Confesso que o Povo enquanto Nação, ou seja enquanto comunidade cultural, é aquela que mais aprecio, por se tratar de uma perspectiva inter-classista e baseada naquilo que nos une, ao invés daquilo que nos separa. Esta noção comporta, no entanto, uma dimensão jurídica e política, como elemento do Estado, para além do Território e do Poder Político. A diferença é que o Povo poderá não corresponder a uma Nação, existindo mesmo nações que estão divididas entre diversos Estados. A África, desenhada a régua e esquadro após a conferência de Berlim, é um exemplo paradigmático de ambas as situações.
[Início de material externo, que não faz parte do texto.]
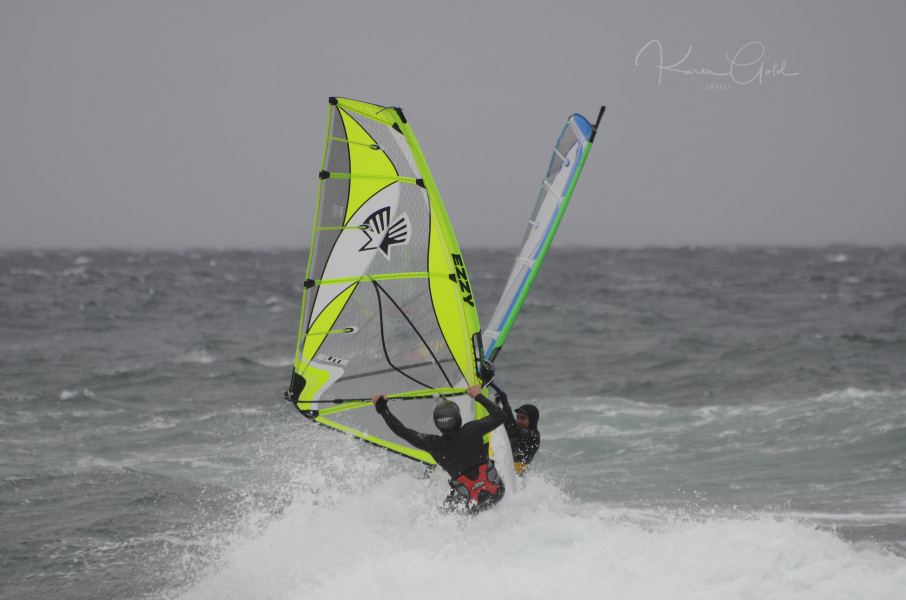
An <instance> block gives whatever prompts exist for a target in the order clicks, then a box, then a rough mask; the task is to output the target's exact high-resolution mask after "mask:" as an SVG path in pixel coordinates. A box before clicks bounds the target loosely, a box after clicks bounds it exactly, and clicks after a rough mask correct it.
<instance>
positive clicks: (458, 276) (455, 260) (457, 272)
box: [450, 254, 475, 307]
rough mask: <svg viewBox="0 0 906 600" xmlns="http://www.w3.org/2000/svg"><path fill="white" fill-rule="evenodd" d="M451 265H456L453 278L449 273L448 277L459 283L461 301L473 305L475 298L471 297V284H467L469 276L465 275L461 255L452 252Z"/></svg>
mask: <svg viewBox="0 0 906 600" xmlns="http://www.w3.org/2000/svg"><path fill="white" fill-rule="evenodd" d="M451 256H452V257H453V265H454V266H455V267H456V275H455V279H454V276H453V275H450V279H453V280H454V281H457V282H458V283H459V290H460V291H461V292H462V301H463V302H465V303H466V304H468V305H469V306H473V307H474V306H475V300H473V299H472V286H470V285H469V277H468V276H467V275H466V265H465V263H463V262H462V257H461V256H460V255H458V254H452V255H451Z"/></svg>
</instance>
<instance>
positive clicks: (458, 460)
mask: <svg viewBox="0 0 906 600" xmlns="http://www.w3.org/2000/svg"><path fill="white" fill-rule="evenodd" d="M468 394H469V396H471V397H472V398H474V399H475V400H477V401H478V402H479V403H481V405H482V406H484V407H485V409H486V410H487V411H488V415H487V416H486V417H484V418H482V419H478V420H476V421H470V422H468V423H466V424H465V425H463V424H462V416H461V415H460V412H459V407H458V406H457V405H456V403H455V402H453V401H452V400H447V399H443V400H440V401H438V403H437V404H436V405H435V407H434V424H435V425H436V426H437V428H438V429H439V430H440V431H441V435H434V434H430V433H419V432H417V431H414V430H412V429H409V428H408V427H406V426H405V425H403V424H402V423H401V422H400V420H399V419H397V418H396V417H395V416H394V415H393V414H392V413H391V412H390V407H389V406H387V399H386V398H384V397H383V396H374V397H373V398H372V399H371V401H372V402H374V406H375V409H376V410H377V411H378V413H379V414H380V415H381V416H382V417H383V418H384V421H385V422H386V423H387V426H388V427H389V428H390V429H391V430H393V433H395V434H396V435H398V436H400V437H401V438H403V439H404V440H406V441H407V442H409V443H410V444H412V445H413V446H415V447H416V448H419V449H420V450H425V451H426V452H428V453H429V454H430V455H431V456H432V457H433V458H434V460H435V461H436V462H437V464H439V465H440V466H441V467H442V468H443V469H444V470H445V471H446V472H447V473H448V474H449V475H450V487H452V488H453V489H452V490H451V491H450V495H449V496H447V499H446V500H445V501H444V506H445V507H446V508H447V509H450V510H456V509H459V510H463V509H464V510H467V511H469V512H478V511H481V510H484V509H486V508H489V507H491V506H493V505H494V504H497V503H498V502H499V501H500V500H501V498H503V494H504V486H503V480H502V479H501V477H500V476H499V474H498V473H497V470H496V469H495V468H494V462H493V461H491V460H488V448H487V446H486V445H485V443H484V439H483V438H484V435H485V434H487V433H490V432H491V431H493V430H494V429H496V428H497V427H498V426H500V425H501V424H503V422H504V418H505V416H504V413H503V411H502V410H501V409H500V407H498V406H496V405H495V404H494V403H493V402H491V401H490V400H488V399H487V398H485V397H484V395H482V393H481V388H480V387H478V386H477V385H476V386H472V387H470V388H469V390H468Z"/></svg>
Sendo Portugal um Estado-Nação, curiosamente isso não se sente no dia a dia. Quando nos referimos ao Estado, falamos "deles" não realizando que o Estado somos nós todos. O mesmo não se passa por exemplo nos cidadãos britânicos, que não precisam de Bilhete de Identidade nem sequer de Constituição (em sentido formal), para se referirem ao Estado como "nós". Porventura, esta diferença explica a nossa postura em coisas tão díspares como seja o cumprimentos das nossas obrigações fiscais ou mesmo na falta de valores patrióticos.
O Povo enquanto camada social de base foi descrito, por comparação com a Nobreza e o Clero, por D. João II de uma forma lapidar. Através de uma analogia, o Príncipe Perfeito dizia que os países eram como o mar, onde existem muitas espécies de peixes diferentes. O salmonete que era muito bom mas raro e caro, enquanto que a sardinha existe em abundância, é saborosa e muito barata... E acrescentava "Eu sou pela sardinha".
Ele bem sabia do que falava, pela luta que travou com as classes dominantes para atenuar os efeitos das doações de seu pai, que o levou a dizer que "o meu pai só me deixou as estradas do Reino para governar".
O Povo sempre foi o elemento dominante e mais preponderante nos momentos decisivos da nossa História, por absurdo que esta afirmação possa parecer. Quem esteve com o Povo sempre venceu. Assim foi em São Mamede, Ourique, Aljubarrota e guerras da restauração. É certo que o Povo esteve sempre numa situação subalterna, mas sempre que teve um desígnio em que acreditava, sempre levou de vencidas as dificuldades que por vezes não foram pequenas.
Os maiores cronistas portugueses como Fernão Lopes, Duarte Galvão, Rui de Pina, João de Barros, etc. tiveram sempre no Povo o seu elemento principal, apesar de não terem poupado na glória de quem os comandava.
Camões chama ao Povo "rude" e "néscio", o que não é de estranhar no seio dos poetas humanistas, que se dirigiam apenas a classes letradas. No entanto, a Nobreza também não é poupada, quando o Príncipe dos Poetas se refere à incultura das classes dominantes, que ainda não tinham "gerado" nenhum Homero ou Virgílio para contar as enormes façanhas da raça lusitana. Como Camões se enganou. Esse grande poeta foi ele próprio.